After a wonderful two weeks, the Perrys went home and put their house on the market straight away.
“The market was dropping in the UK but we were lucky to have a unique house that we’d done up from derelict. It sold straight away,” says Jean.
In September, Jean and Peter returned to Ireland to look for a house. “We stayed at Lettercollum in Timoleague, which was an experience too,” she says grinning. “When we arrived there was a guy hanging out of a window with a baby in one arm and tossing pancakes with the other. We had such good fun there with lovely people.
“Cork just felt that bit more cosmopolitan than Kerry!” says Jean.
After making an offer on a house in Caheragh near Skibbereen, the couple took a fateful drive down to Baltimore that afternoon.
“We saw the estate agent John Cross’ sign.

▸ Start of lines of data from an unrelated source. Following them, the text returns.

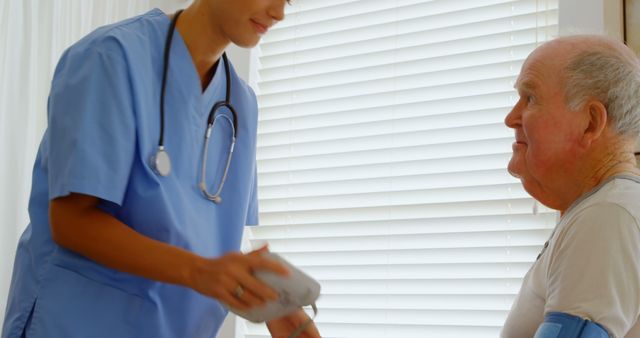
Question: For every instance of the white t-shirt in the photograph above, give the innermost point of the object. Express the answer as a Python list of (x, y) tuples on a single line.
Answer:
[(590, 267)]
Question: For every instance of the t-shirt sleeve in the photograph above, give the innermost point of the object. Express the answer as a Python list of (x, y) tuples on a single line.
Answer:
[(594, 268), (91, 125)]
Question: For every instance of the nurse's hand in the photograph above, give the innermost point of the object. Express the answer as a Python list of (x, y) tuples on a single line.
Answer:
[(285, 326), (230, 279)]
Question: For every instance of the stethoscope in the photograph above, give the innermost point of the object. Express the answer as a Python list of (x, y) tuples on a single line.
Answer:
[(160, 161)]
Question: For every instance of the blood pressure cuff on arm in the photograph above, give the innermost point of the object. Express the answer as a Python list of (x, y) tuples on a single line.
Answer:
[(562, 325)]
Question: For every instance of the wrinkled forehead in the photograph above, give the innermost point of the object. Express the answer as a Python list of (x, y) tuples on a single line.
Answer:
[(543, 68)]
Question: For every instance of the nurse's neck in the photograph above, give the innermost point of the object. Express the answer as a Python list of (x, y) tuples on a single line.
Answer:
[(204, 41)]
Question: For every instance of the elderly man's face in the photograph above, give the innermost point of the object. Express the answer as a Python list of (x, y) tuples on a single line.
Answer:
[(546, 130)]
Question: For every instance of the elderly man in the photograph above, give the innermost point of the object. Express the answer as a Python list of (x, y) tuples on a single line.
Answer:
[(576, 124)]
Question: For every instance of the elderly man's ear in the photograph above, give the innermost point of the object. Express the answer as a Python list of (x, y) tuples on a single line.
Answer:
[(595, 122)]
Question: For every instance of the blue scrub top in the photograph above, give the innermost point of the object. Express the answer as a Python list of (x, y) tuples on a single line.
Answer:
[(103, 128)]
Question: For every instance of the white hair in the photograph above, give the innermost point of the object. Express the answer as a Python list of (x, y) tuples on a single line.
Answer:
[(611, 77)]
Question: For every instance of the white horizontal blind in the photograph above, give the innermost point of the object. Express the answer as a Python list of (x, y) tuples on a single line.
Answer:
[(382, 160)]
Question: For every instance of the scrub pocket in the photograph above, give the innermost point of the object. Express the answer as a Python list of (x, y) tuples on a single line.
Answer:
[(71, 305)]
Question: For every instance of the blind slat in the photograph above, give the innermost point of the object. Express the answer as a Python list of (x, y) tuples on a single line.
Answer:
[(382, 156)]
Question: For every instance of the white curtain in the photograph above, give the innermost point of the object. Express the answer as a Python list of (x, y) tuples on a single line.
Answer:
[(33, 35)]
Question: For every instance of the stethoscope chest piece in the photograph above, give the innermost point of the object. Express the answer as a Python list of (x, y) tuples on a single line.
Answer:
[(160, 162)]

He showed us Glebe and we just fell in love,” says Jean. “It was an easy sell.”
Jean and Peter drove down to the village, where they sat in the cove and persuaded themselves they were going to do bed and breakfast. “Honestly, four childen and three bedrooms, we were never going to do bed and breakfast,” says Jean with a smile. “It was more money than we wanted to spend but we had to have it.

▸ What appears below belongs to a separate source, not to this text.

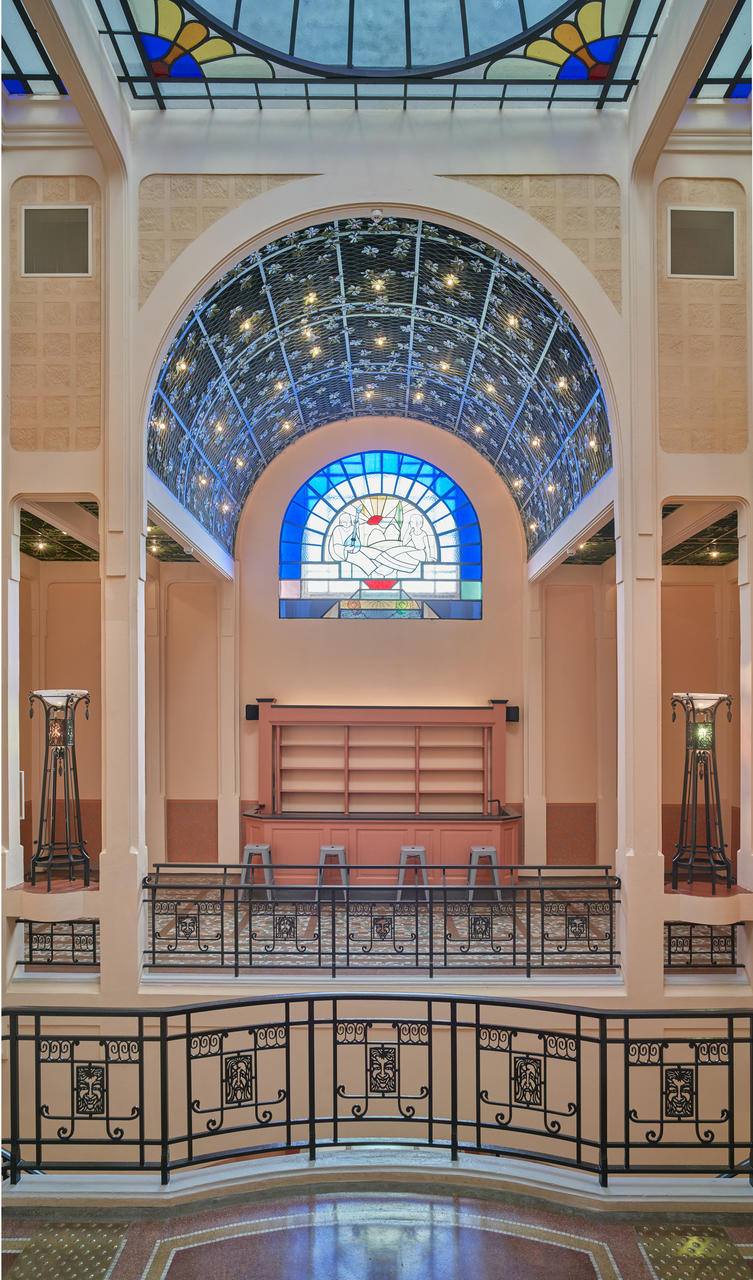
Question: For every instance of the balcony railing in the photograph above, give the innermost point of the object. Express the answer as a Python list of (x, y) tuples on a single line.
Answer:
[(60, 944), (701, 946), (229, 918), (160, 1089)]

“We went back and wrote the cheque for the deposit and went home and packed up.”
Peter’s parents came over as well but settled in Castletownsend. Jean’s parents followed them over a few years later.
“The first year was really exciting,” remembers Jean. “We turned a barn into two holiday lets that my mum and dad moved into eventually. But that was all of our money gone. We then started to realise how hard it was to make a living here so had a few scary years.”
The Perry’s thought about selling up after three years but John Cross was very supportive and encouraged them to stick it out for a while longer. “It was the best thing we ever did and I’m very grateful to John Cross for that,” says Jean.
Initially they grew veg, as that’s what they’d always done and at least they could feed their family from it. Then Jean became interested in gardening outside of vegetables and started putting in hedges and trees. Glebe joined the West Cork Garden Trail and Jean got a job in Creagh Gardens for a while.
“But by 2004 I was getting older and tired from the physical work,” she explains. This is what prompted Jean to start The Glebe Cafe.
“It was small but was going really well and then in 2006 the fire officer called to the door,” she says. “It was a case of do this properly or just stop.”
So Jean and Peter, with the backing of their children who confirmed they’d like to come back and run the business one day, sold the lodge on their land and put the money into opening a proper café.
Now the award-winning Glebe Cafe and restaurant is run by the four Perry sisters, Tessa, Kez, JoJo and Mia.
“I’ve stepped back from the café and I’m really just the gardener, gofer and grandmother now,” says Jean laughing.
“I can’t imagine not living here now…by the sea…it’s a small community that we really love,” says Jean. “I feel really lucky and thankful that we are able to make a living in such a beautiful place.”